Update: Delta Sharing is now generally available on AWS and Azure.
The data lakehouse has enabled us to consolidate our data management architectures, eliminating silos and leverage one common platform for all use cases. The unification of data warehousing and AI use cases on a single platform is a huge step forward for organizations, but once they've taken that step, the next question to consider is "how do we share that data simply and securely no matter which client, tool or platform the recipient is using to access it?" Luckily, the lakehouse has an answer to this question too: data sharing with Delta Sharing.
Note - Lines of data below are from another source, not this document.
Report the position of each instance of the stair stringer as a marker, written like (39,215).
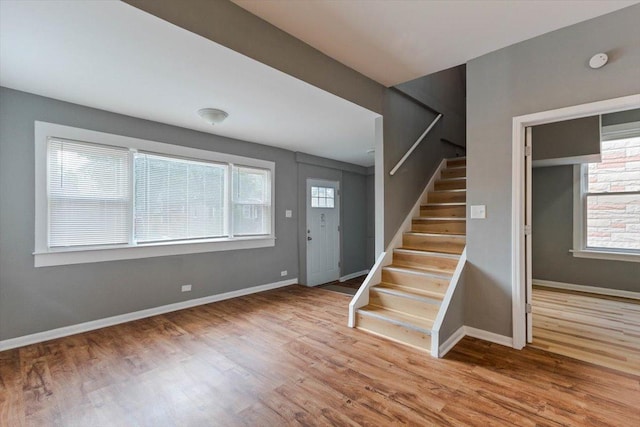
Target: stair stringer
(437,324)
(361,298)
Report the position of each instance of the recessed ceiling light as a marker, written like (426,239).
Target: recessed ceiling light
(598,60)
(213,115)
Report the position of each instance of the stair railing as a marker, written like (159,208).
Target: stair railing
(415,145)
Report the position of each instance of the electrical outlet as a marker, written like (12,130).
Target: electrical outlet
(478,212)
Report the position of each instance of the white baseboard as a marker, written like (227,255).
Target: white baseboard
(128,317)
(451,341)
(589,289)
(353,275)
(488,336)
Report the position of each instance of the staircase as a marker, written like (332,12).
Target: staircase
(404,305)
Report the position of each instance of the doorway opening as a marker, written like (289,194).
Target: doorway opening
(521,202)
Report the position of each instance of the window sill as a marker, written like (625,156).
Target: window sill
(612,256)
(75,256)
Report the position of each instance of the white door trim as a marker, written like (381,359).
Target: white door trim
(518,260)
(338,207)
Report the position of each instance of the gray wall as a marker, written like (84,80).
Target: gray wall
(569,138)
(445,92)
(553,237)
(540,74)
(404,122)
(39,299)
(355,208)
(371,220)
(229,25)
(621,117)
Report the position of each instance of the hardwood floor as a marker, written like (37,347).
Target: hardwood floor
(593,328)
(285,357)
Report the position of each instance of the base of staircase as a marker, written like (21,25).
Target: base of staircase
(469,331)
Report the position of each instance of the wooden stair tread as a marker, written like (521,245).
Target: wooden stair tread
(406,320)
(444,233)
(427,268)
(418,272)
(427,253)
(438,218)
(410,292)
(457,178)
(453,190)
(431,234)
(445,204)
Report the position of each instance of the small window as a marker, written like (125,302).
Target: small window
(608,201)
(251,201)
(89,194)
(322,197)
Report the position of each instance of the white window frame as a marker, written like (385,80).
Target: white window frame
(580,193)
(45,256)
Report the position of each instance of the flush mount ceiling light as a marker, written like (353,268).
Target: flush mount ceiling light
(598,60)
(213,115)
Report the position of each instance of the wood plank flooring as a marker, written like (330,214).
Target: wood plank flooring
(286,357)
(593,328)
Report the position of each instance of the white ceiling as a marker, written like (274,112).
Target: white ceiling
(396,41)
(112,56)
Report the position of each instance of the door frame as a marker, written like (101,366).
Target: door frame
(338,206)
(520,262)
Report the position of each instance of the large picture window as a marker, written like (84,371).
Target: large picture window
(608,203)
(101,197)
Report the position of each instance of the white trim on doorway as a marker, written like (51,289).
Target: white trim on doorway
(518,195)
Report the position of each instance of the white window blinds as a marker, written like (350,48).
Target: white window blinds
(178,199)
(89,194)
(251,201)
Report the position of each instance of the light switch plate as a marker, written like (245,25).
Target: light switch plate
(478,211)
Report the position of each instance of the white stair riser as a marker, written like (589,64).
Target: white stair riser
(431,262)
(418,281)
(457,184)
(456,163)
(447,196)
(439,226)
(454,173)
(443,211)
(402,304)
(445,243)
(394,332)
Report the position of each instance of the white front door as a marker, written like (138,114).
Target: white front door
(323,232)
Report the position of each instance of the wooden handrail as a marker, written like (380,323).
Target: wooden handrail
(415,145)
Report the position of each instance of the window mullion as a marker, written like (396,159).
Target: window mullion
(132,197)
(231,201)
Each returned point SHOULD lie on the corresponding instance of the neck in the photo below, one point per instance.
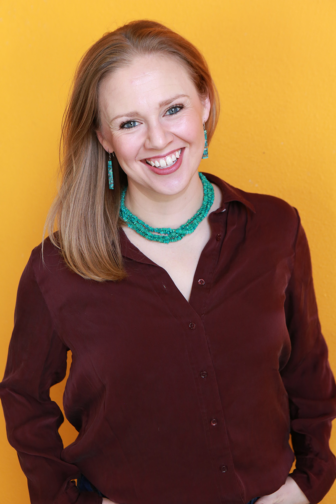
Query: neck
(162, 210)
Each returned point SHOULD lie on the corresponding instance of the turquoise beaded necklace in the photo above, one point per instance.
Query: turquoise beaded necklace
(168, 235)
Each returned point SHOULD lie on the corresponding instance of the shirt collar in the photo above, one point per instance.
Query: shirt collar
(229, 194)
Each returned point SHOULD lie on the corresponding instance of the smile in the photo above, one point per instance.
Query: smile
(165, 162)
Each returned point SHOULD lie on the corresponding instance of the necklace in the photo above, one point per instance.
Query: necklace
(168, 235)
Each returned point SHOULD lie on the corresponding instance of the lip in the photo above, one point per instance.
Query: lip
(170, 169)
(162, 155)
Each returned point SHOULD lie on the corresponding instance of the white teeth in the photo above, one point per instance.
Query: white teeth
(165, 162)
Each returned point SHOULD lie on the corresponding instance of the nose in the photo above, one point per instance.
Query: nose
(157, 136)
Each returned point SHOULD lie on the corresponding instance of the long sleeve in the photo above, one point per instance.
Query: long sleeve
(309, 382)
(36, 361)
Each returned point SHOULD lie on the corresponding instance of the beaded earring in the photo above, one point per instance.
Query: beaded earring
(110, 172)
(205, 152)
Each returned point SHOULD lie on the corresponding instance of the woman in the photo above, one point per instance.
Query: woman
(188, 307)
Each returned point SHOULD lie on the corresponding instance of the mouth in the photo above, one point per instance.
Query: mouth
(166, 161)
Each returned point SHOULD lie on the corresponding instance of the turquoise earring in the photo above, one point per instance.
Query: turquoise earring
(205, 152)
(110, 172)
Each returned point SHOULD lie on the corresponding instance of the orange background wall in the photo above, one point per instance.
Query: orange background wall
(274, 63)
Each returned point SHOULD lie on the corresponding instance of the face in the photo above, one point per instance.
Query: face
(152, 119)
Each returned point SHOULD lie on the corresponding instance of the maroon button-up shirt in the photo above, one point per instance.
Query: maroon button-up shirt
(177, 402)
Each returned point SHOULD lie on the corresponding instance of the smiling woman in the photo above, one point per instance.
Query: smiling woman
(188, 306)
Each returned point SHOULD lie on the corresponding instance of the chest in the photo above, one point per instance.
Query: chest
(178, 259)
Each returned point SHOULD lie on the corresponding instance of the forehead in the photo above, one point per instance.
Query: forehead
(147, 80)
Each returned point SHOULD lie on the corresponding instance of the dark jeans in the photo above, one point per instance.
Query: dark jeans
(84, 485)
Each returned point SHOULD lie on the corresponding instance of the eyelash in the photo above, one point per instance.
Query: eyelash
(177, 106)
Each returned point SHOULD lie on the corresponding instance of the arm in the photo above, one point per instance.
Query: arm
(309, 382)
(36, 361)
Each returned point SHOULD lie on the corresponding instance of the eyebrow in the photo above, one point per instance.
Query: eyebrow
(161, 104)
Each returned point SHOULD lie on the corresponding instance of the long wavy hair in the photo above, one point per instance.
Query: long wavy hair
(85, 212)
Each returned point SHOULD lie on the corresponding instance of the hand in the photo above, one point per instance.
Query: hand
(289, 493)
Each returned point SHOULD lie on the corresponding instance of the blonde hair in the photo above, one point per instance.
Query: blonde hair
(85, 211)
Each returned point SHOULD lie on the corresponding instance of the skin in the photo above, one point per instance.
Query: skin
(148, 109)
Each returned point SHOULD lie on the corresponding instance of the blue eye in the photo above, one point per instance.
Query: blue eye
(174, 110)
(128, 124)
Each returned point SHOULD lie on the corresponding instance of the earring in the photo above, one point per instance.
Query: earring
(205, 152)
(110, 172)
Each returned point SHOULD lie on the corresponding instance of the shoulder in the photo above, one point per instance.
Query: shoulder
(46, 262)
(265, 211)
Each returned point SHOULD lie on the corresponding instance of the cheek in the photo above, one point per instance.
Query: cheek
(126, 147)
(191, 130)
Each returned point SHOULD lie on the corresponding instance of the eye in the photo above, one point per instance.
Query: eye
(174, 110)
(128, 124)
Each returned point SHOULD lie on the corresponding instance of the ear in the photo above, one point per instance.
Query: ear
(105, 143)
(206, 108)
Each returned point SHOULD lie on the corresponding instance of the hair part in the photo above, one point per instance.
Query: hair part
(85, 212)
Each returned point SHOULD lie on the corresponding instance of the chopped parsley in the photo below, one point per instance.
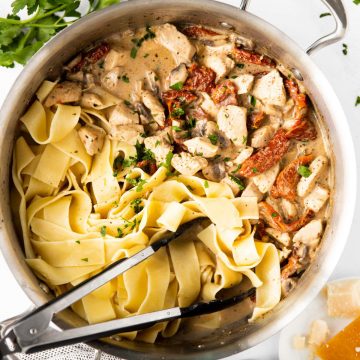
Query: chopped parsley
(124, 78)
(167, 163)
(103, 230)
(304, 171)
(138, 183)
(177, 112)
(120, 233)
(236, 169)
(213, 138)
(133, 52)
(252, 100)
(177, 86)
(345, 49)
(237, 181)
(176, 128)
(136, 204)
(138, 42)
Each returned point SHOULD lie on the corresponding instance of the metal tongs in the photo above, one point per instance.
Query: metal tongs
(32, 332)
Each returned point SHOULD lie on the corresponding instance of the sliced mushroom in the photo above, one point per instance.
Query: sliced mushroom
(215, 171)
(178, 75)
(93, 138)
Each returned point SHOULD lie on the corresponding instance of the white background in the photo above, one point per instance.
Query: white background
(300, 20)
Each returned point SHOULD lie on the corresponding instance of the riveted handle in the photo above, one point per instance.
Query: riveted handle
(337, 10)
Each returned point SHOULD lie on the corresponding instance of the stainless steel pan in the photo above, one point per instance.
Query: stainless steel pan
(137, 13)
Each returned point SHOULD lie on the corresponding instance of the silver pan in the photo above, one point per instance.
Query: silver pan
(137, 13)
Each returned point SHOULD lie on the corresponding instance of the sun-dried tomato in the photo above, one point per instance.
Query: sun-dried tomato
(303, 130)
(286, 182)
(200, 78)
(92, 56)
(291, 267)
(252, 57)
(225, 93)
(198, 32)
(274, 219)
(148, 166)
(299, 98)
(255, 119)
(266, 157)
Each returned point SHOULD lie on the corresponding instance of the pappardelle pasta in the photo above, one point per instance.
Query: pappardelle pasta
(99, 178)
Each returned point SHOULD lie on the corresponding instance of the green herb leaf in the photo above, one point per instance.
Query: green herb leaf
(237, 181)
(136, 204)
(304, 171)
(176, 128)
(20, 38)
(177, 112)
(124, 78)
(177, 86)
(213, 138)
(103, 230)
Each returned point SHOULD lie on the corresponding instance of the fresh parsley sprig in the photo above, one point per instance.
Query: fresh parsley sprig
(20, 38)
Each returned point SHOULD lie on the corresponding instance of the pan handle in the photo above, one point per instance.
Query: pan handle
(337, 10)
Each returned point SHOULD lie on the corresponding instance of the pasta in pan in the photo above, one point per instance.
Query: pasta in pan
(146, 131)
(77, 218)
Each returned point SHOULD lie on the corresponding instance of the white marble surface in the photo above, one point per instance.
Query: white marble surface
(300, 20)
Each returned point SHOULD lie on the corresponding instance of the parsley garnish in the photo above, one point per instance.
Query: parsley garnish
(138, 42)
(136, 204)
(177, 112)
(20, 38)
(124, 78)
(304, 171)
(177, 86)
(176, 128)
(252, 100)
(237, 169)
(345, 49)
(237, 181)
(213, 138)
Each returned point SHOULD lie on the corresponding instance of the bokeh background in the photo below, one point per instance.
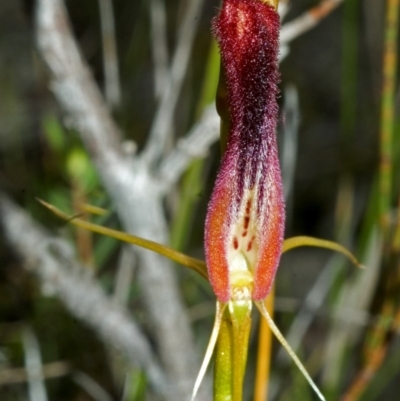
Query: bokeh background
(331, 127)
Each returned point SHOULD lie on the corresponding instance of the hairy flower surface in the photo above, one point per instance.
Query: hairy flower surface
(245, 220)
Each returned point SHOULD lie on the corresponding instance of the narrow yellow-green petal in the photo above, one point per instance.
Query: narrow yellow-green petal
(195, 264)
(296, 242)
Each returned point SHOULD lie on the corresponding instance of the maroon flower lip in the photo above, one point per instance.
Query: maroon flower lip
(245, 220)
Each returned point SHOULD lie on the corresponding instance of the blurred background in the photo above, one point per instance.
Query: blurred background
(335, 152)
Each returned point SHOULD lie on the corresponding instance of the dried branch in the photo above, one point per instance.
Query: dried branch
(20, 375)
(293, 29)
(194, 145)
(163, 119)
(135, 193)
(33, 365)
(53, 262)
(110, 57)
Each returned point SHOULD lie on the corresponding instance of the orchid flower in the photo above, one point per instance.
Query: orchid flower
(244, 227)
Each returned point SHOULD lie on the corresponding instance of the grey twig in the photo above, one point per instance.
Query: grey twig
(33, 365)
(194, 145)
(60, 274)
(163, 119)
(159, 46)
(128, 181)
(110, 56)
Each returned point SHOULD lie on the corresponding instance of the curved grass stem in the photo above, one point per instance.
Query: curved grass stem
(261, 307)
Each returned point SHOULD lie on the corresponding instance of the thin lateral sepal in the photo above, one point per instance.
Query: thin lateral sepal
(288, 348)
(220, 309)
(195, 264)
(296, 242)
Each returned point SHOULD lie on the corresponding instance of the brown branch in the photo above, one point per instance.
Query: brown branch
(52, 260)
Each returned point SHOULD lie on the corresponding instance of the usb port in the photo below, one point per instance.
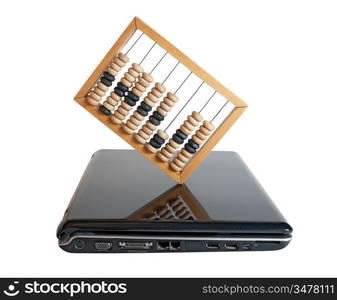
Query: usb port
(231, 246)
(212, 245)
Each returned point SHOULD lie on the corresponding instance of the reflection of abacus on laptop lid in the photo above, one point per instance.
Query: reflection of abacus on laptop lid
(164, 105)
(178, 203)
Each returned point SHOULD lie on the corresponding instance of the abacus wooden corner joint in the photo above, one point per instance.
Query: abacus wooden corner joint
(164, 105)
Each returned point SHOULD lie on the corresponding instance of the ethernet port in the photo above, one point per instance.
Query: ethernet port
(175, 246)
(163, 246)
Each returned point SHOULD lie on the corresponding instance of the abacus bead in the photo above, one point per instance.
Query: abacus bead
(172, 97)
(119, 92)
(158, 139)
(186, 153)
(168, 102)
(145, 106)
(94, 96)
(129, 101)
(197, 116)
(116, 67)
(143, 135)
(154, 121)
(182, 158)
(133, 97)
(104, 110)
(193, 121)
(204, 131)
(137, 92)
(208, 125)
(162, 157)
(188, 125)
(131, 125)
(150, 125)
(127, 129)
(162, 134)
(108, 76)
(177, 139)
(139, 87)
(189, 148)
(119, 62)
(184, 130)
(151, 148)
(193, 144)
(108, 106)
(155, 144)
(173, 143)
(200, 135)
(126, 82)
(123, 57)
(137, 68)
(139, 139)
(149, 102)
(196, 139)
(106, 81)
(122, 87)
(156, 93)
(174, 167)
(162, 111)
(133, 73)
(129, 77)
(160, 87)
(114, 96)
(126, 106)
(181, 134)
(147, 77)
(158, 116)
(152, 97)
(92, 101)
(165, 107)
(147, 130)
(142, 111)
(119, 116)
(179, 163)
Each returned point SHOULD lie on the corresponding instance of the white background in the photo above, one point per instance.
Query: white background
(279, 56)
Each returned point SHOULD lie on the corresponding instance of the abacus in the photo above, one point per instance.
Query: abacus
(159, 85)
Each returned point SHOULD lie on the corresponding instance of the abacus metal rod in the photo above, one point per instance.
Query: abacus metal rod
(148, 52)
(184, 105)
(207, 102)
(158, 63)
(219, 111)
(171, 72)
(126, 53)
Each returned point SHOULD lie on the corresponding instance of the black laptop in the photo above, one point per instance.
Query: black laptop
(123, 203)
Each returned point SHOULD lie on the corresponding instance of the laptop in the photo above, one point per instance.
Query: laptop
(123, 203)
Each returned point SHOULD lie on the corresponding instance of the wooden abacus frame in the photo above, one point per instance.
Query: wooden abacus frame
(196, 160)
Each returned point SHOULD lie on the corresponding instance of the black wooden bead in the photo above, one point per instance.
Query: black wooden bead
(146, 106)
(129, 101)
(119, 92)
(108, 76)
(122, 87)
(143, 112)
(104, 110)
(177, 139)
(155, 144)
(193, 144)
(158, 116)
(133, 97)
(158, 139)
(154, 121)
(189, 148)
(106, 81)
(181, 134)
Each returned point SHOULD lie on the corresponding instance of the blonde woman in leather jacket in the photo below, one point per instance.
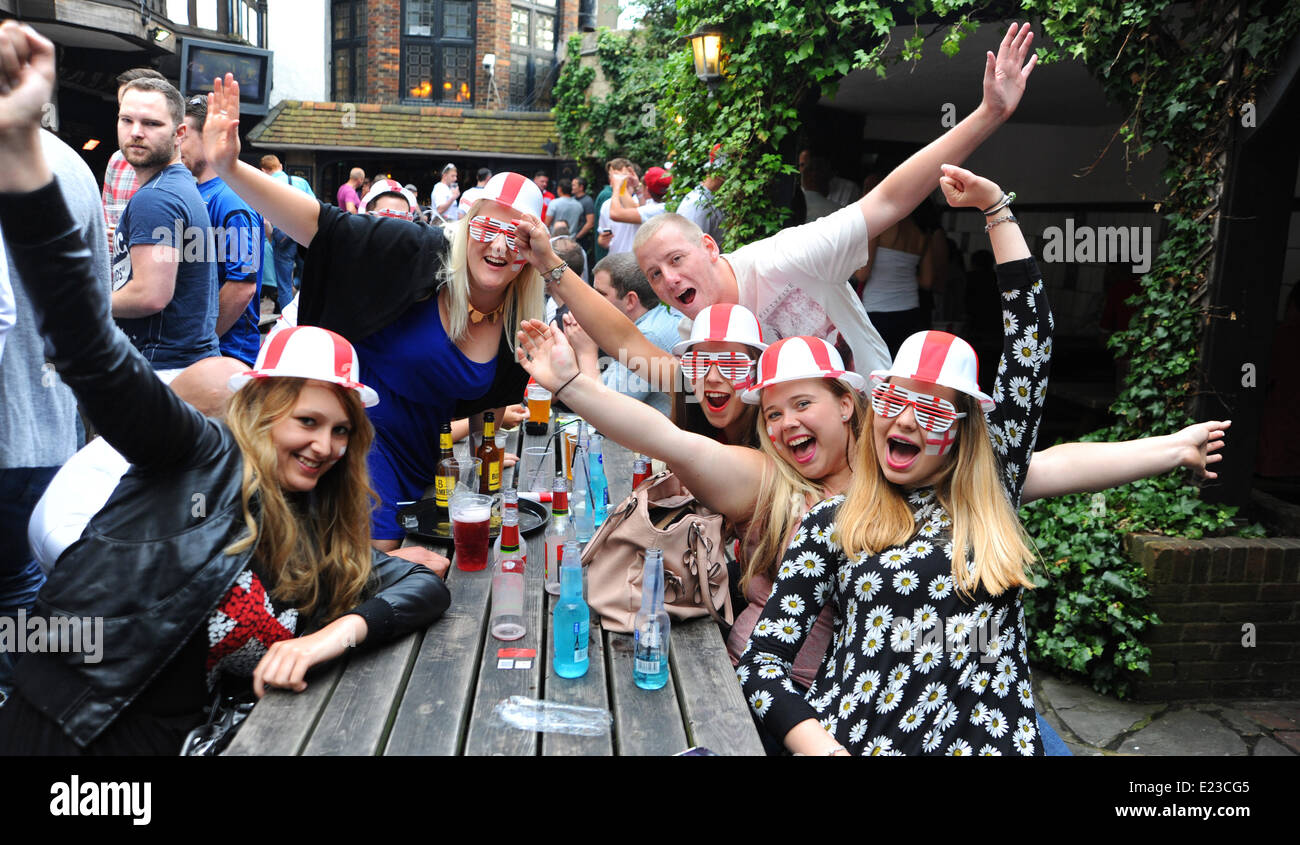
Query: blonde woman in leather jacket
(234, 549)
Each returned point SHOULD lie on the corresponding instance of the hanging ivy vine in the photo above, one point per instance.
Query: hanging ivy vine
(1182, 73)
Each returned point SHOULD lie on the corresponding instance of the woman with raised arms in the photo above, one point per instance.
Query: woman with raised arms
(430, 310)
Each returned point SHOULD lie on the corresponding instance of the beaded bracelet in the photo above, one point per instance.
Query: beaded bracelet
(557, 394)
(1000, 204)
(1000, 220)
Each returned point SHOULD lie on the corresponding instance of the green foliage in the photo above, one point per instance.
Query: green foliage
(1181, 72)
(625, 120)
(1182, 77)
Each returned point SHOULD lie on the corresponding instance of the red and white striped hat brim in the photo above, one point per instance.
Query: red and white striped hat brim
(792, 359)
(939, 358)
(724, 323)
(308, 352)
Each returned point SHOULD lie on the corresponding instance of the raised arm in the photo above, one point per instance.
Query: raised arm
(609, 326)
(910, 182)
(284, 206)
(723, 477)
(1090, 467)
(134, 411)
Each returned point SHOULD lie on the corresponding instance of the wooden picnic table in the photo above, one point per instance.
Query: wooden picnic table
(434, 692)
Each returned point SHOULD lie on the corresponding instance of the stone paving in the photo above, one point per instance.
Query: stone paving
(1100, 726)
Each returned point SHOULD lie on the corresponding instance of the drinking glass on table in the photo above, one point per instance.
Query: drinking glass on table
(462, 473)
(471, 515)
(537, 468)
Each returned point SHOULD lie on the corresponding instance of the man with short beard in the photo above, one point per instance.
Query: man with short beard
(164, 277)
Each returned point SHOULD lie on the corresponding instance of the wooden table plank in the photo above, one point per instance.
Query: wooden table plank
(488, 735)
(589, 690)
(645, 722)
(359, 711)
(434, 710)
(282, 722)
(713, 703)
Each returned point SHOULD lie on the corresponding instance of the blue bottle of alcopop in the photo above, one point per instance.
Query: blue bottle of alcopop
(571, 619)
(653, 628)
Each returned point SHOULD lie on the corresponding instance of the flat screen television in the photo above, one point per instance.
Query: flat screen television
(202, 61)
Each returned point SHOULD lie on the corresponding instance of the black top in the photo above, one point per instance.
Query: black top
(363, 272)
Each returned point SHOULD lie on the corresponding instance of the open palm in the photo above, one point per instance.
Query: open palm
(546, 354)
(221, 129)
(1006, 73)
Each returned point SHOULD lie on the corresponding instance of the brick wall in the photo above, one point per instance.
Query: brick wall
(1210, 596)
(492, 35)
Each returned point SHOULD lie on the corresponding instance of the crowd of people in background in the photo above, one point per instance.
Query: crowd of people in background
(791, 382)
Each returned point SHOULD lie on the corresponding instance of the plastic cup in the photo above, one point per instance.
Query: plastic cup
(538, 469)
(538, 410)
(471, 515)
(463, 471)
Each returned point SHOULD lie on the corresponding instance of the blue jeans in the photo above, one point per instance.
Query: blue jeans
(20, 576)
(285, 252)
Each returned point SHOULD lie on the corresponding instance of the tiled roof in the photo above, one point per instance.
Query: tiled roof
(294, 124)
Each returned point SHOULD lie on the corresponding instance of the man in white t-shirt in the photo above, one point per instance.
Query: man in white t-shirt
(446, 194)
(620, 234)
(469, 196)
(796, 280)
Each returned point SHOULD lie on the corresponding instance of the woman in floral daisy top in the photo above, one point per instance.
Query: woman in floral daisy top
(924, 558)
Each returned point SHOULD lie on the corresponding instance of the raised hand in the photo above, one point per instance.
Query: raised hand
(1199, 442)
(545, 352)
(221, 130)
(962, 189)
(1006, 73)
(533, 242)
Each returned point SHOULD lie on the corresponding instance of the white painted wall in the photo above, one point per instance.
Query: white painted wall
(298, 35)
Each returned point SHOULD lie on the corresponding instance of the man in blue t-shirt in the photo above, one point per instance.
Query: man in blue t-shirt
(237, 235)
(164, 277)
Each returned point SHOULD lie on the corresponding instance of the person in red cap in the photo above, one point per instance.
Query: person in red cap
(433, 319)
(230, 549)
(624, 207)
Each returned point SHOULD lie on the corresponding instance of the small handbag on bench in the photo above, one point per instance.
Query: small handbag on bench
(659, 514)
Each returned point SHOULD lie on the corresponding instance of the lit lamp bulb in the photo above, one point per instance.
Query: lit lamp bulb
(706, 47)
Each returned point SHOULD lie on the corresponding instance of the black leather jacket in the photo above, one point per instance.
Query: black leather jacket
(151, 562)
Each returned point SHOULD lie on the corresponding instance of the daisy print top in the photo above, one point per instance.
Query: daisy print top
(914, 667)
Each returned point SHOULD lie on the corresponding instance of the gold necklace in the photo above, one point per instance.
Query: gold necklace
(479, 316)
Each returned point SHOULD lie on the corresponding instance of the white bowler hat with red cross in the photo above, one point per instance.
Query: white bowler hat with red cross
(516, 191)
(308, 352)
(724, 323)
(791, 359)
(389, 186)
(940, 359)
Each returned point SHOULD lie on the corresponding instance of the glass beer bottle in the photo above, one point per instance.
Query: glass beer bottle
(651, 627)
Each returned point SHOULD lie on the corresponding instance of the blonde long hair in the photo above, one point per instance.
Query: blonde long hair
(320, 559)
(523, 302)
(875, 515)
(788, 494)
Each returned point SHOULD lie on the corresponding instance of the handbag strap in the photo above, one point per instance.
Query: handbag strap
(692, 558)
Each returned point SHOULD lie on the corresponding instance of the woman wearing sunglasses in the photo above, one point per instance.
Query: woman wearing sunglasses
(427, 307)
(924, 558)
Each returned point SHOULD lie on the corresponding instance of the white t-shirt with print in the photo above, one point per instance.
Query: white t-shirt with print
(796, 278)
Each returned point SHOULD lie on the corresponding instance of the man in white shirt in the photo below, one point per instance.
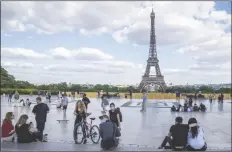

Delta Sharing is the world's first open protocol for securely sharing data internally and across organizations in real-time, independent of the platform on which the data resides. It's a key component of the openness of the lakehouse architecture, and a key enabler for organizing our data teams and access patterns in ways that haven't been possible before, such as data mesh.
Secure by Design
It's important to note that Delta Sharing has been built from the ground up with security in mind, allowing you to leverage the following features out of the box whether you use the open source version or its managed equivalent:
- End-to-end TLS encryption from client to server to storage account
- Short lived credentials such as pre-signed URLs are used to access the data
- Easily govern, track, and audit access to your shared data sets via Unity Catalog
The best practices that we'll share as part of this blog are additive, allowing customers to align the appropriate security controls to their risk profile and the sensitivity of their data.
Security Best Practices
Our best practice recommendations for using Delta Sharing to share sensitive data are as follows:
- Assess the open source versus the managed version based on your requirements
- Set the appropriate recipient token lifetime for every metastore
- Establish a process for rotating credentials
- Consider the right level of granularity for Shares, Recipients & Partitions
- Configure IP Access Lists
- Configure Databricks Audit logging
- Configure network restrictions on the Storage Account(s)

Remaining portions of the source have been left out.